Wednesday, February 01, 2023
25.0°F

Benewah GOP asks candidate to quit

by David Cole
| April 14, 2010 9:00 PM

Desmet resident James Stivers, who is running for the state Senate in legislative District 2, said he has decided to stay in the race.

That's news because the Republican candidate was asked to withdraw from the race by the Republican Party of Benewah County, which cited past writings of Stivers' that described "the virtues of polygamy and ... writings on the white race."

"They can't make me quit," said Stivers, 50. "They can put a lot of public pressure on me to withdraw, and say a bunch of nasty things about me."

Joyce Broadsword, of Sagle, the incumbent in the Senate seat, and Dennis Engelhardt, of Sagle, also are running. Both are Republicans.

Phil Sergent, chairman of the Benewah County Republican Party, said, "We can't support somebody that's running for office that has these views. We don't have the same views - not even remotely. We can't support polygamy or racism."

Sergent said the county Republican Party made the decision to take action after reading portions of two books by an author named James Wesley Stivers. One was titled "Eros Made Sacred: Or, the Biblical Case for Polygamy," he said.

That book was for sale on Amazon.com Tuesday night under the name James Wesley Stivers, along with another book titled "Restoring the Foundations: Essays on Relational Theology."

The Coeur d'Alene Press couldn't confirm whether those were books written by the candidate because Stivers wasn't commenting later in the day Tuesday.

"In anticipation of the need for legal counsel, I can no longer comment or grant interviews related to the subject matter," he said in an e-mail statement to The Press.

However, Stivers earlier had said all races are equal, and that he's not a racist. He said he has "acquaintances" who have "racist backgrounds," but he doesn't "allow people to verbalize racist beliefs in my home."

He said he has "never been affiliated with any group or organization that has a racial ideology, in my entire life."

He said he has never been a polygamist, though he points out that polygamy is in the Bible. He said he's a Protestant.

"You can't take everything literally from the Bible and function in modern society," Stivers said. "Polygamy is not the proper form of marriage in civil society."

Stivers currently runs a house painting business in Desmet, called Stivers Painting, he said. He's running for office because the state is in economic trouble, which is effecting his business, and others' businesses and he wants to do something about it, he said.

Plus, he would like to see a state bank established, like the one he said exists in North Dakota.
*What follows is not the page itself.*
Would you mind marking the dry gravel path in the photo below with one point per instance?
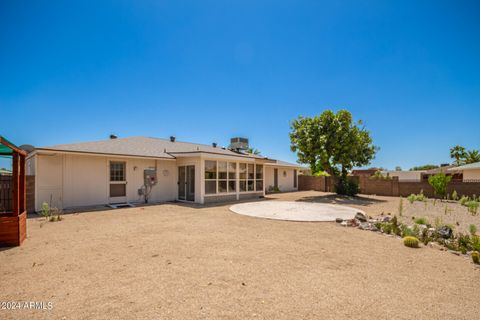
(176, 261)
He said the state bank issue angered some in his party.

In the statement Stivers issued Tuesday stating that he declined further comment on the issue, he said, "Recent evidence has surfaced which indicates that the statement issued by the Benewah County Central Committee of the Republican Party was based upon printed matter of a libelous nature, submitted in a secret meeting in which I was not present, and consequently, one in which I was denied due process."

The letter from the county's Republican Party to Stivers, signed by Sergent, read: "Due to recent information being presented to the Republican Party of Benewah County, about your book on the virtues of polygamy and your writing on the white race, the central committee has unanimously voted to disassociate the party from you and request your resignation of your committee seat, plus withdrawing your candidacy for Idaho state Senate."

Stivers' Web site said he is a precinct committeeman and currently serves as the secretary for the district central committee of the Republican Party.

Stivers went on to say in his e-mailed statement that it "is regrettable that fellow Republicans have resorted to bigotry and race baiting to eliminate an opponent in a political contest."

In doing so, he continued, those Republicans have deprived voters of debate on fresh ideas to solve Idaho's problems, such as his state banking proposal.